Along with the Johns Hopkins University's distinction for its nation-leading haul of federal research dollars comes another for charging the government more for utilities, administrative staff and real estate than any other institution.
The federal government spent nearly $172 million in its 2012 fiscal year to reimburse the university for so-called overhead expenses associated with nearly $646 million of federally sponsored research. Both of those figures led the nation that year.
Even as science advocates bemoan cuts to National Institutes of Health's research budget, the overhead costs NIH pays institutions remain a perennial target for some congressional budget cutters. Besides depleting the federal treasury, such costs threaten to consume funding for the real research, critics say. But the univerities argue the money is critical to support that research: Without high-tech labs and equipment and administrative support staff, experiments wouldn't get done.

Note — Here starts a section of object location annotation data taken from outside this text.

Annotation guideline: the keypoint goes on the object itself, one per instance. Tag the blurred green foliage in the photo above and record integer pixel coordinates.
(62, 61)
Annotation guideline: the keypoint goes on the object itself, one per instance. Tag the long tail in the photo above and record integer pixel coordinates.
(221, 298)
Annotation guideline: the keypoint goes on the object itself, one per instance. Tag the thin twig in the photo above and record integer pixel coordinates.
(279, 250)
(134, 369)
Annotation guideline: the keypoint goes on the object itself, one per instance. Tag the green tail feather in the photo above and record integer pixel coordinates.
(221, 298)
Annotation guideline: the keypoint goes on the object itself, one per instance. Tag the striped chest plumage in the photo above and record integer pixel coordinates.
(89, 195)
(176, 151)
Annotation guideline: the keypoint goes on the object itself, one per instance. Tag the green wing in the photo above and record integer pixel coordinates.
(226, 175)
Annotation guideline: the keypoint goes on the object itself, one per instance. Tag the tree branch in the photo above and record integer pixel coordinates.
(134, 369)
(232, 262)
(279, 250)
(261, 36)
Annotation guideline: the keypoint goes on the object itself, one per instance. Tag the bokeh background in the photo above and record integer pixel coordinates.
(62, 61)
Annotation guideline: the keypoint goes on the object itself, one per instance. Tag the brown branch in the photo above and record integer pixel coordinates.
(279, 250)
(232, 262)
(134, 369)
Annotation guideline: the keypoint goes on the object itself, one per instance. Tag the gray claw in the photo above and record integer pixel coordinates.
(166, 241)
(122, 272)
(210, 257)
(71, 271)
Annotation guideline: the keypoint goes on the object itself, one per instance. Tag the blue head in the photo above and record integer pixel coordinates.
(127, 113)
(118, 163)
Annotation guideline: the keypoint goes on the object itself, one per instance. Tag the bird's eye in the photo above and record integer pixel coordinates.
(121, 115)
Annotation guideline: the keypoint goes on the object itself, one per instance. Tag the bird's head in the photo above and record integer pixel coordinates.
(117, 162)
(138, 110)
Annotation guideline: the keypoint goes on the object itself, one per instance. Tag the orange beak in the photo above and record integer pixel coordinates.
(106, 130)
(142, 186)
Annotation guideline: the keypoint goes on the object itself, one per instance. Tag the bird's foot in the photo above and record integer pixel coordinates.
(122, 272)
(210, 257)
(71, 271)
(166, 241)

Reimbursements for research-related overhead costs are based on rates institutions negotiate with the federal government. Hopkins' rate is among the 70 highest of nearly 500 higher education institutions, while the University of Maryland, Baltimore's rate falls around the national average, according to NIH data.
Meanwhile, the amount of money available for research has suffered under the automatic federal budget cuts known as sequestration. The cuts took $1.5 billion out of NIH's budget in fiscal 2013. Though $1 billion was restored in December, science advocates worry the agency's research sponsorship is stagnating or declining.
While there are no proposals to cap or trim NIH overhead payments in Congress, questions about them pop up over and over again. Rep. Andy Harris, a Republican who represents Maryland's 1st District, has explored the issue, but he declined to comment for this article.
Rep. Stephen Burgess, a Texas Republican, also has targeted NIH costs. He and others have argued that grants should be awarded competitively based on which institution can perform research for the lowest cost.
"I would like for our oversight committee on Energy and Commerce to ask some questions about that and perhaps even have a hearing, and we're working that way," Burgess said last month.
Even the Obama administration considered establishing a flat reimbursement rate for research costs at all universities before backing away from the idea last year.
A recent Government Accountability Office report found that continued growth in the overhead costs eventually could reduce the number of research projects NIH could support, "posing a risk to scientific discoveries and knowledge."
Higher-education officials and research advocates caution that trimming or capping overhead cost reimbursements will make it more expensive for universities to pursue research. Already, institutions say they don't receive full reimbursement for all they spend on research infrastructure. And new regulations meant to make research safer, more humane and more ethical also add to costs.
"There is no way that I could conduct my research without this assistance," said Dr. Dale Needham, an associate professor of pulmonary and critical care medicine at Hopkins who is the primary investigator on a project exploring ways to improve long-term outcomes for patients who suffer acute respiratory failure.
A federal grant began paying Needham's team $857,000 over four years in July; $328,000 of that came in the form of overhead reimbursements, according to NIH records. That includes the office space the team uses, accounting staff to handle payments to research subjects and purchasing of supplies, administrative staff to oversee regulatory compliance and budget and progress reports, and staff to conduct ethics reviews and compile paperwork, he said.
The help allows Needham to focus on the science, he said.
About 28 percent of NIH research spending historically has gone toward that overhead, or what the agency calls indirect costs, said Sally J. Rockey, NIH deputy director for extramural research, and that ratio hasn't changed.
But the GAO report exploring the indirect costs found that between fiscal years 2003 and 2012, indirect cost reimbursements grew 16.9 percent, while direct costs rose 11.7 percent.
The report, released in September at the request of Alabama Republican Sen. Jeff Sessions, also found that in fiscal 2012, almost 70 percent of indirect cost reimbursements went to 50 universities, about 10 percent of those receiving federal funds. Those top 50 institutions included both Hopkins and University of Maryland.
Universities negotiate with the government to determine the rate at which they can be reimbursed, undergoing a review every few years that scrutinizes how much space and resources are used for research, as opposed to teaching and other purposes.
Overhead reimbursements are determined by applying the rate to the direct science costs. For example, Hopkins's negotiated rate of 62 percent means the university can receive up to $620,000 in reimbursements for overhead associated with $1 million in federal spending on direct science costs.
Institutions with the highest reimbursement rates, of at least 75 percent, include the Massachusetts College of Pharmacy and Health Sciences, Wellesley College, Fordham University and Villanova University, according to NIH data. Urban and private institutions, as well as those that perform expensive and specialized research, tend to warrant the highest reimbursement rates, research officials said.